"Ada negara seperti India yang menutup kuota ekspor gulanya. Kebijakan itu membuat harga gula tinggi. Pengusaha pun enggan impor karena tidak mau rugi. Kebijakan relaksasi itu mungkin menjadi jalan tengah agar pengusaha tidak dirugikan," kata dia.
Pada Kamis (9/11), pemerintah melalui Badan Pangan Nasional resmi memberlakukan relaksasi harga gula konsumsi di tingkat konsumen dari Rp14.500 per kilogram menjadi Rp16.000 per kilogram atau Rp17.000 per kilogram khusus di wilayah Maluku, Papua, dan daerah tertinggal, terluar, terpencil dan pedalaman.
Harga Rp14.500 per kilogram tersebut adalah harga acuan penjualan di konsumen yang diatur dalam Peraturan Bapanas Nomor 17 tahun 2023.

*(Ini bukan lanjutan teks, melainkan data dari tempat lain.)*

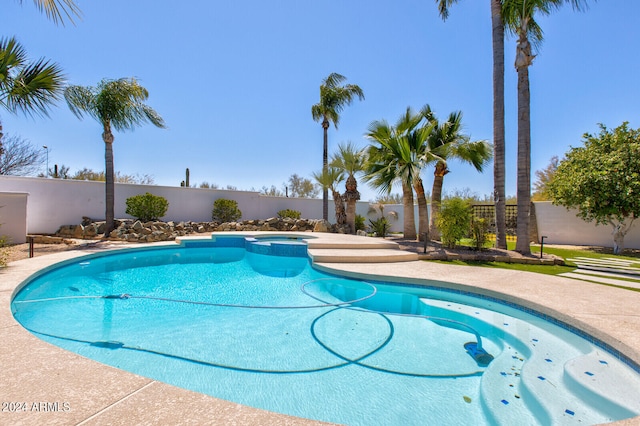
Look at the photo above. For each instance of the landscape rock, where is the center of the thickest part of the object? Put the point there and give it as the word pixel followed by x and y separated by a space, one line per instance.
pixel 136 231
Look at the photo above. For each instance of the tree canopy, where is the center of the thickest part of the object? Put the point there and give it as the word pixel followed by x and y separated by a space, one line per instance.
pixel 602 179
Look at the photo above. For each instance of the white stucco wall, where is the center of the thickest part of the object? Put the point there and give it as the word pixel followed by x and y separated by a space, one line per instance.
pixel 562 226
pixel 13 216
pixel 57 202
pixel 52 203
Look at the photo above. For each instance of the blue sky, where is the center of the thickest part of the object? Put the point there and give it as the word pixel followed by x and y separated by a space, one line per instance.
pixel 235 81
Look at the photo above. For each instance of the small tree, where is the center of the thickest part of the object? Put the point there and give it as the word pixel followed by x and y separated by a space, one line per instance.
pixel 543 177
pixel 602 180
pixel 293 214
pixel 19 157
pixel 302 187
pixel 147 207
pixel 225 210
pixel 453 221
pixel 479 228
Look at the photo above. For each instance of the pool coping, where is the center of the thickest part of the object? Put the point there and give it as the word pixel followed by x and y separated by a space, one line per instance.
pixel 54 386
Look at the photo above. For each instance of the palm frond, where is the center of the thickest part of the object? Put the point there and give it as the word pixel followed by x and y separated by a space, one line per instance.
pixel 57 10
pixel 27 87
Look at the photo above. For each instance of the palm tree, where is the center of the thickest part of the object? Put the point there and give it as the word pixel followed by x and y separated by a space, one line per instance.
pixel 391 159
pixel 333 99
pixel 26 87
pixel 330 178
pixel 351 160
pixel 417 131
pixel 518 16
pixel 55 9
pixel 117 104
pixel 446 141
pixel 497 31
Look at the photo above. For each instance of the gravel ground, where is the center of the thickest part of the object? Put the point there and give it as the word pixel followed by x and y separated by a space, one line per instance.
pixel 21 251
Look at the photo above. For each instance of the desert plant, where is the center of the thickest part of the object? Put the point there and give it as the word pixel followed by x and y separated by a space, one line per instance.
pixel 293 214
pixel 380 227
pixel 225 210
pixel 147 207
pixel 479 228
pixel 454 221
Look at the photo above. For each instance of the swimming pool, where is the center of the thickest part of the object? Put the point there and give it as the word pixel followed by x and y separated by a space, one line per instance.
pixel 236 340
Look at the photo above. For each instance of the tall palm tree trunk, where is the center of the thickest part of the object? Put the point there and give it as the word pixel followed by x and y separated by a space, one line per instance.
pixel 523 192
pixel 423 210
pixel 351 195
pixel 341 215
pixel 107 136
pixel 325 161
pixel 409 215
pixel 498 123
pixel 436 198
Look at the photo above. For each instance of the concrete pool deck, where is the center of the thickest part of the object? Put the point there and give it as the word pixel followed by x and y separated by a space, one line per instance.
pixel 44 384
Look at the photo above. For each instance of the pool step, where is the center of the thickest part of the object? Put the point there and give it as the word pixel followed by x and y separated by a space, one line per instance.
pixel 604 384
pixel 357 250
pixel 360 255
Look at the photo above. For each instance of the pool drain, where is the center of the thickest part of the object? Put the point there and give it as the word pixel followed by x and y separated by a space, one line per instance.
pixel 482 357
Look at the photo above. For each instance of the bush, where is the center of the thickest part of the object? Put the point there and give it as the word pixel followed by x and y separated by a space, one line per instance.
pixel 293 214
pixel 225 210
pixel 454 221
pixel 147 207
pixel 479 228
pixel 380 227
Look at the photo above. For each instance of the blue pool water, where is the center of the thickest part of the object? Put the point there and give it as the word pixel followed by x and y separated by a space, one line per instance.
pixel 250 321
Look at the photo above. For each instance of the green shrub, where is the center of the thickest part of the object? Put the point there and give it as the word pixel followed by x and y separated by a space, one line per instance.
pixel 380 227
pixel 147 207
pixel 454 221
pixel 479 228
pixel 225 210
pixel 293 214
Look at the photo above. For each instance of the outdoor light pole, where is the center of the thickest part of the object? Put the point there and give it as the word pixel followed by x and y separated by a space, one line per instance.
pixel 46 174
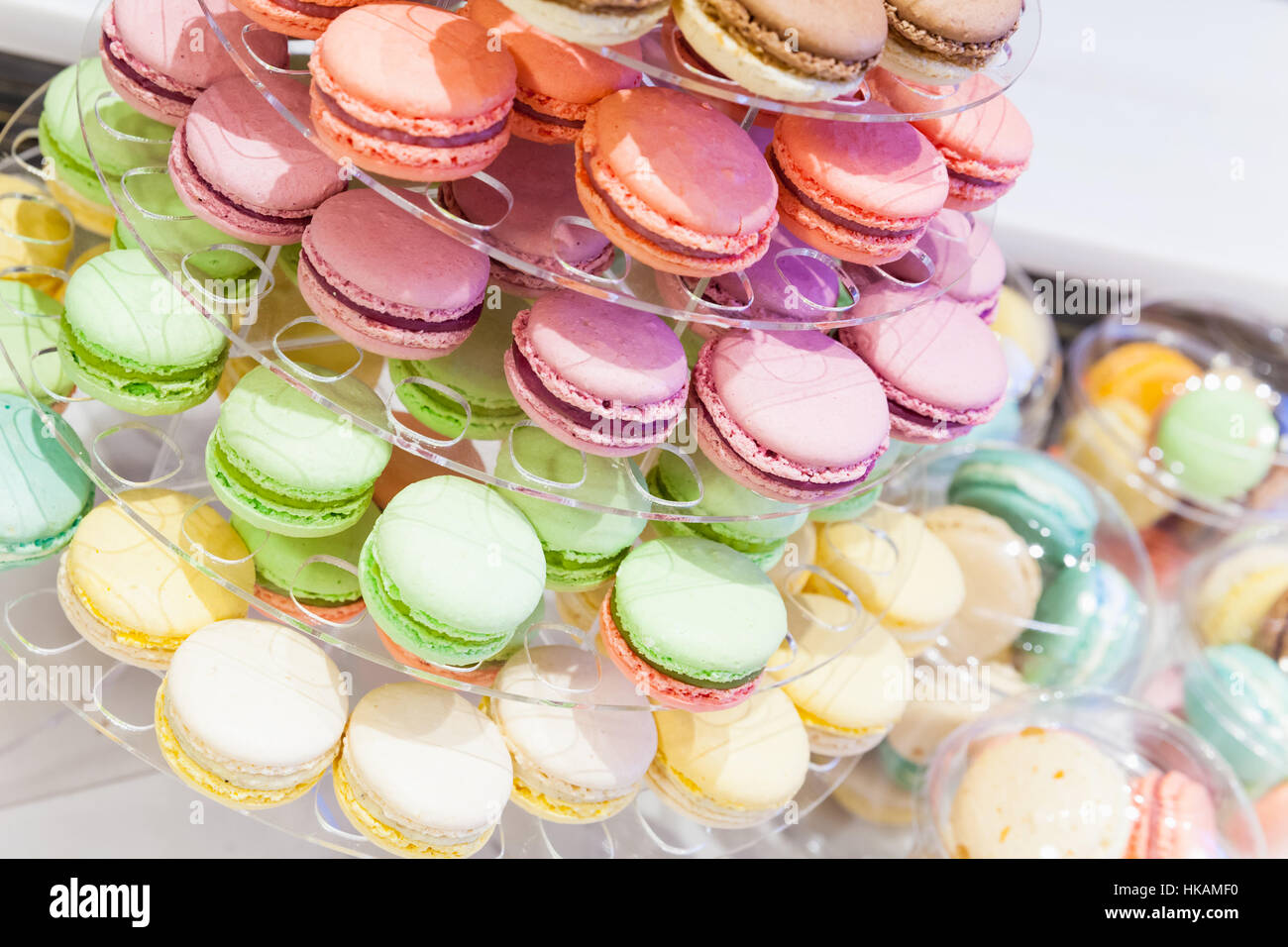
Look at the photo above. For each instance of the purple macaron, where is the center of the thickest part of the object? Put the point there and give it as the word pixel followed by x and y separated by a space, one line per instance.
pixel 540 178
pixel 940 367
pixel 385 279
pixel 600 377
pixel 246 170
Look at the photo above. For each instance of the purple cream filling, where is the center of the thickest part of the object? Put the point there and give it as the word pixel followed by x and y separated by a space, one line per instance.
pixel 387 320
pixel 141 80
pixel 404 138
pixel 831 215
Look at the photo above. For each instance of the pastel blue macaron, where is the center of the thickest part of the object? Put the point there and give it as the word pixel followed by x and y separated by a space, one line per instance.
pixel 1043 501
pixel 1087 629
pixel 43 492
pixel 1236 698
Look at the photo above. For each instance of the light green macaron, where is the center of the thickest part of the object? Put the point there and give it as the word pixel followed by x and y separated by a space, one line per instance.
pixel 451 570
pixel 583 548
pixel 130 339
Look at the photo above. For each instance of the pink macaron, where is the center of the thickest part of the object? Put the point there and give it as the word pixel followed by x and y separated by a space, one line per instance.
pixel 793 415
pixel 411 91
pixel 1175 818
pixel 246 170
pixel 861 191
pixel 987 147
pixel 558 81
pixel 941 368
pixel 540 179
pixel 597 376
pixel 386 281
pixel 702 209
pixel 305 20
pixel 161 56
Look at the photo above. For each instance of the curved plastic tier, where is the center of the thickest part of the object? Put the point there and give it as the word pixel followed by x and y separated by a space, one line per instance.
pixel 121 709
pixel 940 261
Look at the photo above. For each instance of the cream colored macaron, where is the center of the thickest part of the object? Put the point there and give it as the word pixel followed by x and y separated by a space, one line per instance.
pixel 250 712
pixel 858 690
pixel 730 768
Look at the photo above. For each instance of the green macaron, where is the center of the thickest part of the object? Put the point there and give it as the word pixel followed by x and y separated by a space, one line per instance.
pixel 43 492
pixel 583 548
pixel 475 371
pixel 279 561
pixel 286 464
pixel 698 611
pixel 451 570
pixel 29 324
pixel 761 539
pixel 130 339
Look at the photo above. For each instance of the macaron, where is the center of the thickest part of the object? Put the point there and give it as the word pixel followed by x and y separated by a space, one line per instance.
pixel 475 371
pixel 760 534
pixel 378 101
pixel 1041 793
pixel 1218 442
pixel 542 192
pixel 575 766
pixel 46 493
pixel 1047 505
pixel 133 341
pixel 129 595
pixel 583 547
pixel 557 80
pixel 1087 630
pixel 592 22
pixel 903 574
pixel 794 415
pixel 119 137
pixel 940 368
pixel 421 772
pixel 1003 582
pixel 692 622
pixel 29 325
pixel 702 210
pixel 785 51
pixel 1176 818
pixel 250 712
pixel 855 694
pixel 1145 373
pixel 601 377
pixel 451 570
pixel 385 279
pixel 863 192
pixel 286 464
pixel 283 574
pixel 730 768
pixel 160 59
pixel 940 43
pixel 1236 698
pixel 305 20
pixel 986 147
pixel 246 170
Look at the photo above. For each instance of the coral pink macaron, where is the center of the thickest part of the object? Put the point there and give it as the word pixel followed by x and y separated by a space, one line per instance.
pixel 160 56
pixel 305 20
pixel 793 415
pixel 411 91
pixel 702 209
pixel 558 81
pixel 941 368
pixel 864 192
pixel 597 376
pixel 986 147
pixel 246 170
pixel 540 179
pixel 386 281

Deputi Bidang Ketersediaan dan Stabilisasi Pangan Bapanas I Gusti Ketut Astawa mengatakan, relaksasi harga gula konsumsi di tingkat konsumen dilakukan untuk menjaga stabilitas pasokan dan harga gula di dalam negeri yang diberlakukan bagi pelaku usaha di ritel modern (Aprindo dan Hippindo) agar bisa menjual di atas harga acuan penjualan (HAP) sesuai kewajaran harga yang ditetapkan.
Acuan harga anyar itu sudah mempertimbangkan harga gula di produsen atau harga internasional, biaya kemasan, biaya distribusi dan sebagainya.